The Client is an international professional services network with headquarters in the United Kingdom. The company operates in more than a hundred countries and is one of the world’s largest professional services networks.

The challenge

Business Need

The Client is a vast professional services network that processes extensive amounts of employee-related data. They utilise a dedicated HR system and employ a specialised team tasked with creating employee master records. The process of producing such “gold records” was complicated and time-consuming. Moreover, due to the size of the Client’s organisation, there were many analytical teams who created different data marts that leveraged the employee data. Each team had to retrieve and process the data separately, which was putting a strain on the source systems and causing discrepancies. Finally, the Client wanted to introduce the GDPR in their processes to make sure they have proper control of the data and can guarantee its safety.  

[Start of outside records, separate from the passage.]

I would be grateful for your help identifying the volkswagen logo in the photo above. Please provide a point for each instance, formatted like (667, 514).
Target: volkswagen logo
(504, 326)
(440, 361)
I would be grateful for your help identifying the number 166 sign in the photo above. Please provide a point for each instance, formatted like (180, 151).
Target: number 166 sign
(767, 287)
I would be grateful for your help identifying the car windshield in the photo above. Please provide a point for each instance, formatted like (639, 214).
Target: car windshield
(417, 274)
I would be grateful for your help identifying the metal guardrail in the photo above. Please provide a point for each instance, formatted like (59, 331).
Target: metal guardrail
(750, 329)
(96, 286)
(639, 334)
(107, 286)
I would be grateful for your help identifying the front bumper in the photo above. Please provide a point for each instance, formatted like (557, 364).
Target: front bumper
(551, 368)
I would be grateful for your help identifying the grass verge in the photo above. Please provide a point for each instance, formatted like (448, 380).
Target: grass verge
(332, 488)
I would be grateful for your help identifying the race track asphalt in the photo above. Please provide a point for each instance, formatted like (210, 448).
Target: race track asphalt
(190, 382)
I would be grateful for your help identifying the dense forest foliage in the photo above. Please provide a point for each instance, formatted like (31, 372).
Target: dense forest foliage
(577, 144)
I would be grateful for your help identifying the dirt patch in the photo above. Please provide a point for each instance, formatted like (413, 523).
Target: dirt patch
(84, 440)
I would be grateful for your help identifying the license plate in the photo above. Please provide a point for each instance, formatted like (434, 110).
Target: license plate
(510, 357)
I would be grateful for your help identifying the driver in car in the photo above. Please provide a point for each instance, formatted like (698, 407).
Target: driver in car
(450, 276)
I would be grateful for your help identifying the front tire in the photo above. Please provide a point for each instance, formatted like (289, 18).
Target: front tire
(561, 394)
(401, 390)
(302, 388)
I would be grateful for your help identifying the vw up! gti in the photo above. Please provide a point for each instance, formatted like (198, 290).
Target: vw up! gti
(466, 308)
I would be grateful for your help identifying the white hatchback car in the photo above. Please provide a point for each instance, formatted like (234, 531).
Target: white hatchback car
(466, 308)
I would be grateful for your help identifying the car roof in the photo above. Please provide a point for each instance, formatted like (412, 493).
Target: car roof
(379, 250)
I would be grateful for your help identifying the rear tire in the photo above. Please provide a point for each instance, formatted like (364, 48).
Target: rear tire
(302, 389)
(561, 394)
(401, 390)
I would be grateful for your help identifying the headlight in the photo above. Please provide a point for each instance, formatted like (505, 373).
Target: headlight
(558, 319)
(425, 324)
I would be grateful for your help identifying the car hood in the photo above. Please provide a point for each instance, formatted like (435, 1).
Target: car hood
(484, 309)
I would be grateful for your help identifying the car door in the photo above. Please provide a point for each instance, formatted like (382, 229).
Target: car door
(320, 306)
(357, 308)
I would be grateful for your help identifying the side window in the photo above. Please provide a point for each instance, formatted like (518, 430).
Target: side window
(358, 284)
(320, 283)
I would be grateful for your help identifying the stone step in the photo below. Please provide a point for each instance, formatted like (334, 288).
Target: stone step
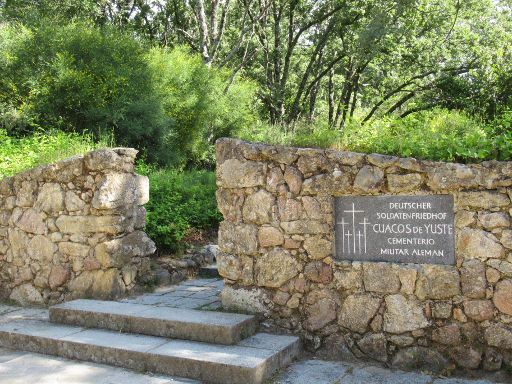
(179, 323)
(251, 361)
(209, 271)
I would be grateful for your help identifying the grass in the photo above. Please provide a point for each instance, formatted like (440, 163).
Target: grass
(439, 134)
(20, 154)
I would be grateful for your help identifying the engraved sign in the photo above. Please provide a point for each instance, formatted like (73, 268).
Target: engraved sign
(403, 229)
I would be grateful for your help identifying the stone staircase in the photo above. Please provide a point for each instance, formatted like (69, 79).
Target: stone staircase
(214, 347)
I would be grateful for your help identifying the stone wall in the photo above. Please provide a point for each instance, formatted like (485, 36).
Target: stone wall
(276, 257)
(74, 229)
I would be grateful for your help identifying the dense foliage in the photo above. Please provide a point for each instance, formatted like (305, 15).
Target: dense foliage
(179, 201)
(425, 78)
(439, 134)
(77, 77)
(19, 154)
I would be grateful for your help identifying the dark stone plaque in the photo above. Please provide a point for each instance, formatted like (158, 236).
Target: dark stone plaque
(403, 229)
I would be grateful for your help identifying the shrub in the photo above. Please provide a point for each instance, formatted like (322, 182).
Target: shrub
(179, 201)
(439, 134)
(199, 102)
(77, 77)
(19, 154)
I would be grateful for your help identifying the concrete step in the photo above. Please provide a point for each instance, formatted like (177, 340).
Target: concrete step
(209, 271)
(179, 323)
(251, 361)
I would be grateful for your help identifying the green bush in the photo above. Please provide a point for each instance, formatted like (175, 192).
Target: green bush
(196, 99)
(77, 77)
(179, 201)
(19, 154)
(439, 134)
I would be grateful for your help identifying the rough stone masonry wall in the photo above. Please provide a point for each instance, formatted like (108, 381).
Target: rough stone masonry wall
(74, 229)
(276, 255)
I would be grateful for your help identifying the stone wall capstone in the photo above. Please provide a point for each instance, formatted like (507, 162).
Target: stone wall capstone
(74, 229)
(276, 256)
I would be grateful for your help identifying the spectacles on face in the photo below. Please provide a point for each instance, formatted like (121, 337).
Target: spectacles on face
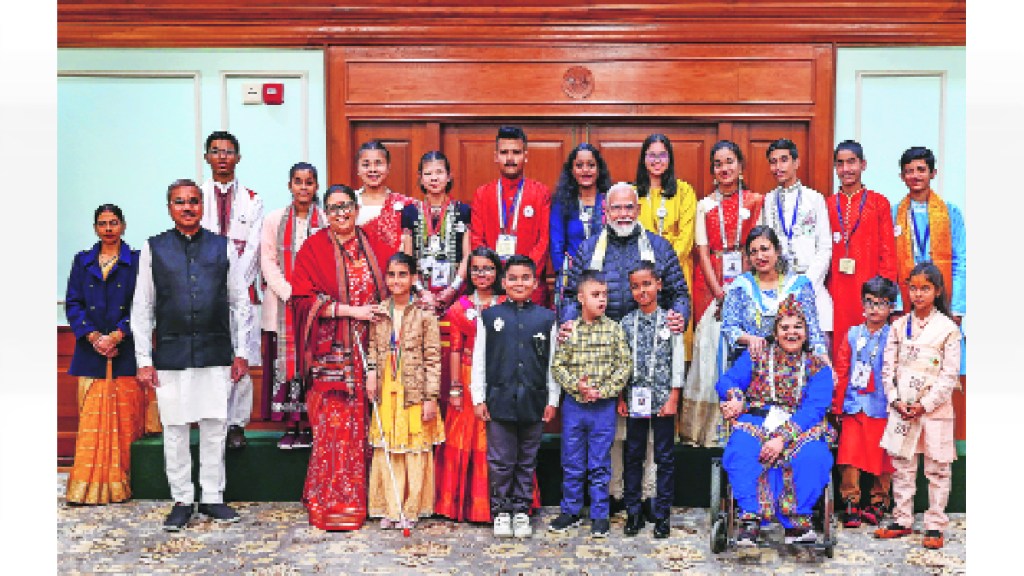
(872, 304)
(343, 208)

The company decided to create a Common Data Layer (CDL) to ensure the coherence and security of their data across all teams. Furthermore, this idea opened up additional possibilities for switching from certain SQL server solutions to a data lake approach and further optimising the cost of their data management. Objectivity, as the Client’s trusted technology partner, was asked to support them in building a new solution in line with their needs and priorities.

The solution

Project Details

At the beginning of the project, Objectivity analysed the Client’s requirements and the vision they had already created for their new solution. Further on, the Objectivity team took the responsibility for the end-to-end delivery of the new system, from design, through the application of a Data Vault model and orchestration, to implementation and testing.

As the project progressed, the Client’s initial vision and plan were regularly amended to reflect all the new steps worked out together with Objectivity. The project team made sure that the entire process was transparent, and the final solution was consistent on all levels. The selected data model allows for efficient adaptation to new and changing data sources, while still being able to process historical data.

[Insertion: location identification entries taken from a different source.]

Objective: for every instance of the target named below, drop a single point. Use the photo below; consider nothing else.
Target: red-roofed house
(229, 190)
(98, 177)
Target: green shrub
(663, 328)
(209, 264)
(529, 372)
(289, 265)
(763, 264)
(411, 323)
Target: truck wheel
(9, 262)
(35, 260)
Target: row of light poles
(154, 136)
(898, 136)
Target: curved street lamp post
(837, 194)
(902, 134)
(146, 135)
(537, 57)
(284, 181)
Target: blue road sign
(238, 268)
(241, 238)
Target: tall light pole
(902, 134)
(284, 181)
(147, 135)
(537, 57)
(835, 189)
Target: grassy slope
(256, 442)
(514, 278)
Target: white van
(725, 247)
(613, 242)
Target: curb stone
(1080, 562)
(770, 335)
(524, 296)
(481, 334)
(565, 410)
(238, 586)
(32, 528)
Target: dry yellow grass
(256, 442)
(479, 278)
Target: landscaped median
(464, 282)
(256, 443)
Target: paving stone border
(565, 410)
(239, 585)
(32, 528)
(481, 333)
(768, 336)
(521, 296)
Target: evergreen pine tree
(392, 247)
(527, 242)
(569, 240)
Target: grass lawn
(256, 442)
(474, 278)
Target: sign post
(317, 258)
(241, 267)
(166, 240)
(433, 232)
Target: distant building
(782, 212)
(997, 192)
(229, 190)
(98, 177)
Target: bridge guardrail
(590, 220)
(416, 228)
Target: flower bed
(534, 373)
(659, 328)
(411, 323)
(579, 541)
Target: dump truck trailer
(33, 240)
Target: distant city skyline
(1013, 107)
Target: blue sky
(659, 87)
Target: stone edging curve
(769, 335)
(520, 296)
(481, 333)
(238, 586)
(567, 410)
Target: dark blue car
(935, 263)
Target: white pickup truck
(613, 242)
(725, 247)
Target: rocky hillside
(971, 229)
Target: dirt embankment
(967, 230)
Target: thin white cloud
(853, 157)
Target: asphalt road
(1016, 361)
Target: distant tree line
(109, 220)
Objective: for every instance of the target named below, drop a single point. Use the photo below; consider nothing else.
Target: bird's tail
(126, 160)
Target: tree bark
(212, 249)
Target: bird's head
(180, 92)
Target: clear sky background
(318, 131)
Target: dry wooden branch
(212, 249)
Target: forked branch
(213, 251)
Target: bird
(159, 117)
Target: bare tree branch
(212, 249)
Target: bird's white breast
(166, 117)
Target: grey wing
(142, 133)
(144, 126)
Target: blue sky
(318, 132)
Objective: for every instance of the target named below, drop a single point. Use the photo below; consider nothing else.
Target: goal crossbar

Objectivity leveraged the computing power of Databricks and the flexibility of a data lake and Azure Data Factory to ensure consistency and smooth orchestration. What’s more, Databricks provide great versatility in notebook creation as well as a highly scalable and testable Python code. Objectivity was thus able to build both unit and integration tests for the new solution. In cases where an issue was found, the tests were appropriately expanded, so that the production environment could be constantly and thoroughly monitored.

When it comes to the data lake, all data is stored in the Parquet format, which is optimised for performance. In addition, the Objectivity team introduced a comprehensive distribution model that allowed the data to be redistributed from the data lake back to an SQL database when needed.

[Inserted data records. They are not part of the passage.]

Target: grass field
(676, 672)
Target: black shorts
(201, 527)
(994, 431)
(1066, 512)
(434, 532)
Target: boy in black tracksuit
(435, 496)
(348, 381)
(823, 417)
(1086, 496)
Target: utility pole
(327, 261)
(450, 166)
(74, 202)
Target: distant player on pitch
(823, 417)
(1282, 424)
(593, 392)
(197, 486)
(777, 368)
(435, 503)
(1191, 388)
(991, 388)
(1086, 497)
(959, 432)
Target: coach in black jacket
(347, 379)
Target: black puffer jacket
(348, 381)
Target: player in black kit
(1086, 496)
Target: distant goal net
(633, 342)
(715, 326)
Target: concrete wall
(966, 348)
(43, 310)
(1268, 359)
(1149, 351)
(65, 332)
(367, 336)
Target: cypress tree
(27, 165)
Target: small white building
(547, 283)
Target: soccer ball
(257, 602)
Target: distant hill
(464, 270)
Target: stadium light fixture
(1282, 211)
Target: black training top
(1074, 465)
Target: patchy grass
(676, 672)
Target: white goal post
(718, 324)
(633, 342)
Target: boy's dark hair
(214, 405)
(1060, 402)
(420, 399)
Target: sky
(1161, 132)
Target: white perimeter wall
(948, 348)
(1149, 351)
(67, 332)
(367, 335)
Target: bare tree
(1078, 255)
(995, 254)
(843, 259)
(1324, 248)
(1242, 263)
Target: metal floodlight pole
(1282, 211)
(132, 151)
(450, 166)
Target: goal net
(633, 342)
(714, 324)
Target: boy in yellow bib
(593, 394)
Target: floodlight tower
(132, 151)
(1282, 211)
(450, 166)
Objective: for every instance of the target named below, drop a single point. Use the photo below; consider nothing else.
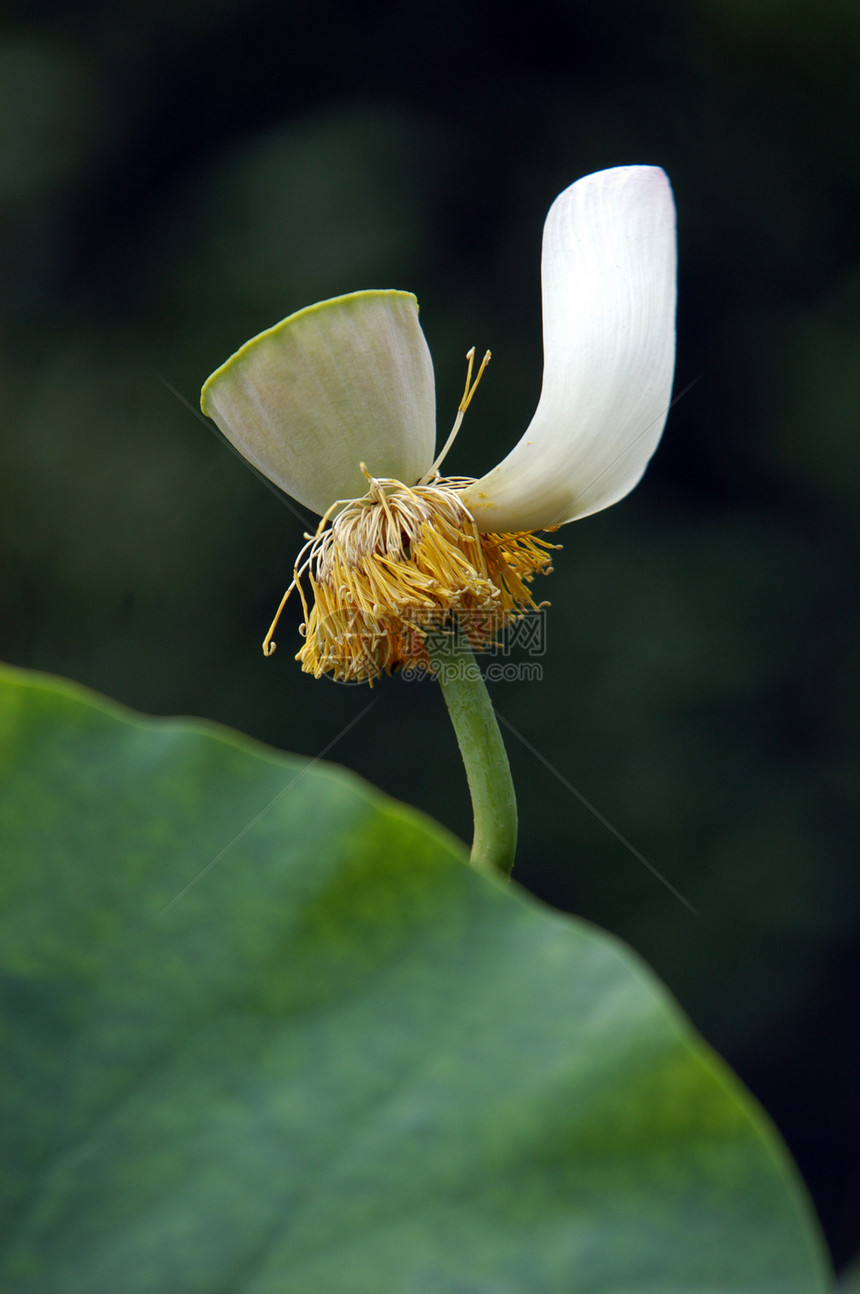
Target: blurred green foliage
(175, 177)
(334, 1057)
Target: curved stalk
(486, 764)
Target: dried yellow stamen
(401, 563)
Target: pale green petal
(343, 382)
(608, 274)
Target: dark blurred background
(176, 176)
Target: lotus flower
(336, 406)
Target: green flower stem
(486, 764)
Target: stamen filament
(468, 391)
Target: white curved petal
(608, 273)
(343, 382)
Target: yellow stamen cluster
(402, 563)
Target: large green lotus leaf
(342, 1061)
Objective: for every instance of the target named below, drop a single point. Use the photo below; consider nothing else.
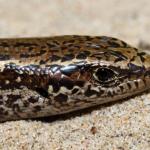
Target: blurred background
(122, 126)
(125, 19)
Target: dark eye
(104, 75)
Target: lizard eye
(104, 75)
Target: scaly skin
(49, 76)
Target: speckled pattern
(62, 74)
(123, 125)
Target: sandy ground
(119, 126)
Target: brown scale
(59, 74)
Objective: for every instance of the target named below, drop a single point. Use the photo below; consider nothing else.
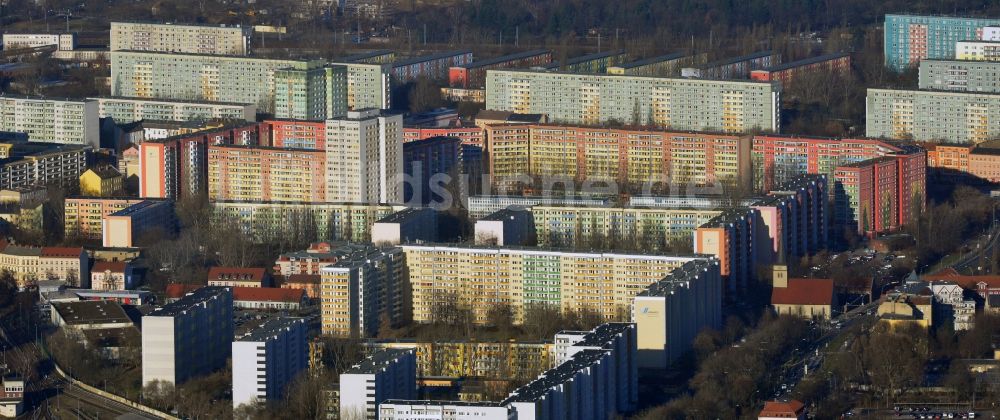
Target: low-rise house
(112, 275)
(783, 410)
(807, 298)
(268, 298)
(238, 277)
(90, 315)
(12, 397)
(31, 264)
(310, 283)
(103, 181)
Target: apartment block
(671, 312)
(30, 265)
(127, 110)
(364, 157)
(483, 205)
(368, 85)
(177, 166)
(434, 66)
(126, 227)
(62, 121)
(266, 359)
(473, 76)
(484, 359)
(681, 104)
(473, 136)
(585, 387)
(160, 75)
(506, 227)
(910, 39)
(189, 337)
(388, 374)
(787, 73)
(415, 224)
(184, 39)
(311, 93)
(519, 277)
(620, 339)
(364, 285)
(735, 67)
(255, 173)
(733, 237)
(959, 76)
(266, 221)
(867, 197)
(779, 159)
(62, 42)
(630, 157)
(443, 410)
(660, 66)
(974, 50)
(27, 164)
(795, 219)
(84, 216)
(431, 165)
(590, 63)
(616, 227)
(981, 161)
(296, 134)
(104, 181)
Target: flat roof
(807, 61)
(91, 312)
(271, 327)
(538, 388)
(679, 278)
(377, 361)
(652, 60)
(504, 214)
(170, 101)
(503, 58)
(404, 215)
(191, 300)
(604, 334)
(138, 207)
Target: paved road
(812, 355)
(53, 395)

The Data Vault model was created in a way that specifically addresses data privacy concerns and utilises appropriate encryption. Dedicated satellites within the Data Vault separate the highly-confidential data from other internal data types.

The results

Business Benefits

The CDL solution built by Objectivity was designed to simplify the data management process for the Client’s analytics teams. It provides them with easier access to information through one data source and removes the need to look up and clean the data they would need.

During the implementation, Objectivity applied DataOps, a mature, enterprise-level approach towards data integration management. With its code versioning, unit and integration testing, and deployment automation, the DataOps approach helped to bulletproof the production environment and render it error-resistant.

The initial tests of the solution showed that data processing in Databricks is 30% faster than in the previously used SQL server. Moreover, this solution will help the Client reduce their infrastructure costs.

When all of the Client’s teams switch to using the new Common Data Layer, the duplication of data will be significantly limited, and the company will notice savings in both time and expenses.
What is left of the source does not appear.